An accurate assessment of tumor malignancy grade in the preoperative situation is important for clinical management. However, the manual grading of gliomas from MRIs is both a tiresome and time consuming task for radiologists. Thus, it is a priority to design an automatic and effective computer-aided diagnosis (CAD) tool to assist radiologists in grading gliomas.

OBJECTIVE:

To design an automatic computer-aided diagnosis for grading gliomas using multi-sequence magnetic resonance imaging.

METHODS:

The proposed method consists of two steps: (1) the features of high and low grade gliomas are extracted from multi-sequence magnetic resonance images, and (2) then, a KNN classifier is trained to grade the gliomas. In the feature extraction step, the intensity, volume, and local binary patterns (LBP) of the gliomas are extracted, and PCA is used to reduce the data dimension.

RESULTS:

The proposed "Intensity-Volume-LBP-PCA-KNN" method is validated on the MICCAI 2015 BraTS challenge dataset, and an average grade accuracy of 87.59% is obtained.

CONCLUSIONS:

The proposed method is an effective method for automatically grading gliomas and can be applied to real situations.

1.Introduction

Every year, primary malignant brain tumor cases are widely diagnosed in the world [1]. A common type of brain tumor is glioma, which accounts for up to 30% of all brain and central nervous system (CNS) tumors and 80% of all malignant brain tumors [2]. Glioma severity is further distinguished by grades ranging from least malignant (I) to most malignant (IV), according to such features as atypical cellular characteristics, cell proliferation, angiogenesis, and necrosis [3]. Grades I and II gliomas are considered low grade tumors, whereas Grades III and IV gliomas are considered high grade tumors [4]. For low grade tumors, the prognosis is somewhat more optimistic; the median survival of patients diagnosed with a low grade glioma is 11.6 years [5]. In contrast, the median overall survival of patients with high grade glioma is approximately 3 years.

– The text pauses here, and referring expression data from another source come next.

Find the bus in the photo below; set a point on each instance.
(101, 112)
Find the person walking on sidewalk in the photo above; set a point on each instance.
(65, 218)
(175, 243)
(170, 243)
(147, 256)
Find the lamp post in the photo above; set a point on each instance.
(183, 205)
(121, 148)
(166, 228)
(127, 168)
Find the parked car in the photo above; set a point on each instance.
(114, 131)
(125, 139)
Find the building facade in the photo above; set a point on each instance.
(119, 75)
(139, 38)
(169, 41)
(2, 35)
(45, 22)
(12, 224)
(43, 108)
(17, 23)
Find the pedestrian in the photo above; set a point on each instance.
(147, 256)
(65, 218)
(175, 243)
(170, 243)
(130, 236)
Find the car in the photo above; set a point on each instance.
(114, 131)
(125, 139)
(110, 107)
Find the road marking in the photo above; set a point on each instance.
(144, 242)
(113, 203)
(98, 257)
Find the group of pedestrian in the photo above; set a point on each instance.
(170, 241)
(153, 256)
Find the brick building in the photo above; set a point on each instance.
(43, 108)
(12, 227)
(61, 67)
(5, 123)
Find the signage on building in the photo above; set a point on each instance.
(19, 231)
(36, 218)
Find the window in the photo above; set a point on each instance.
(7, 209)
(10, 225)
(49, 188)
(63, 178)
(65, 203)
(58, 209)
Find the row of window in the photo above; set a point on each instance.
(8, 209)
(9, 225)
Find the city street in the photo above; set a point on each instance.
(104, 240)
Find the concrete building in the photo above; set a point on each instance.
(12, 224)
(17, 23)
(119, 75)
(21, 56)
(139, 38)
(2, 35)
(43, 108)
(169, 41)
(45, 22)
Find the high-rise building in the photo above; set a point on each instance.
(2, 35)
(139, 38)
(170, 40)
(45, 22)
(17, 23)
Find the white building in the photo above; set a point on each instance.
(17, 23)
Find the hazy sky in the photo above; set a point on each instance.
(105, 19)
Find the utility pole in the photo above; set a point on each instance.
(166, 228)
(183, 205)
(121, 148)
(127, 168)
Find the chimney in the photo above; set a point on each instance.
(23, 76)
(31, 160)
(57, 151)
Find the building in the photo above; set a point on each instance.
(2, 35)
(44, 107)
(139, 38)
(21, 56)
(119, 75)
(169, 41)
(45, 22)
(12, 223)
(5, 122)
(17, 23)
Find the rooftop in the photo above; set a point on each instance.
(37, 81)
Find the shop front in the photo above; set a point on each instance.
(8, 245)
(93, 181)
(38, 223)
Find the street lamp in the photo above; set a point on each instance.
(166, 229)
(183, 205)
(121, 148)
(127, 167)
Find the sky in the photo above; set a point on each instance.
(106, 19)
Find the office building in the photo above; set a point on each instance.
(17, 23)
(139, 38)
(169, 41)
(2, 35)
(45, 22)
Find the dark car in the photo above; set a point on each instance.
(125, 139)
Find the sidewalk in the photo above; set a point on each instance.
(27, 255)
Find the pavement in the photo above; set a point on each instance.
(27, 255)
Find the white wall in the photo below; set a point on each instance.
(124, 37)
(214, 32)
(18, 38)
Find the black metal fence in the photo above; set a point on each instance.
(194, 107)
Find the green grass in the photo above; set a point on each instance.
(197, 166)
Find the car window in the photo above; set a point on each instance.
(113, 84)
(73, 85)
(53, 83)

More seriously, glioblastoma multiform is a type of high grade glioma that has a poor median overall survival of 15 months [6].

Clinical management is dependent upon an accurate assessment of tumor malignancy grade in the preoperative situation [4]. Magnetic resonance imaging (MRI) is the method of choice for the radiological evaluation of brain tumors. As a rapid and non-invasive imaging technique, MRIs allow for an investigation of the anatomic structure of both healthy and diseased brains as well as provide considerable information for glioma diagnosis. However, the process of manually grading gliomas from numerous MRIs it is a very tiresome and time-consuming task for radiologists. Thus, the development of an automatic and effective computer-aided diagnosis (CAD) tool would be a significant asset to radiologists for the process of grading gliomas.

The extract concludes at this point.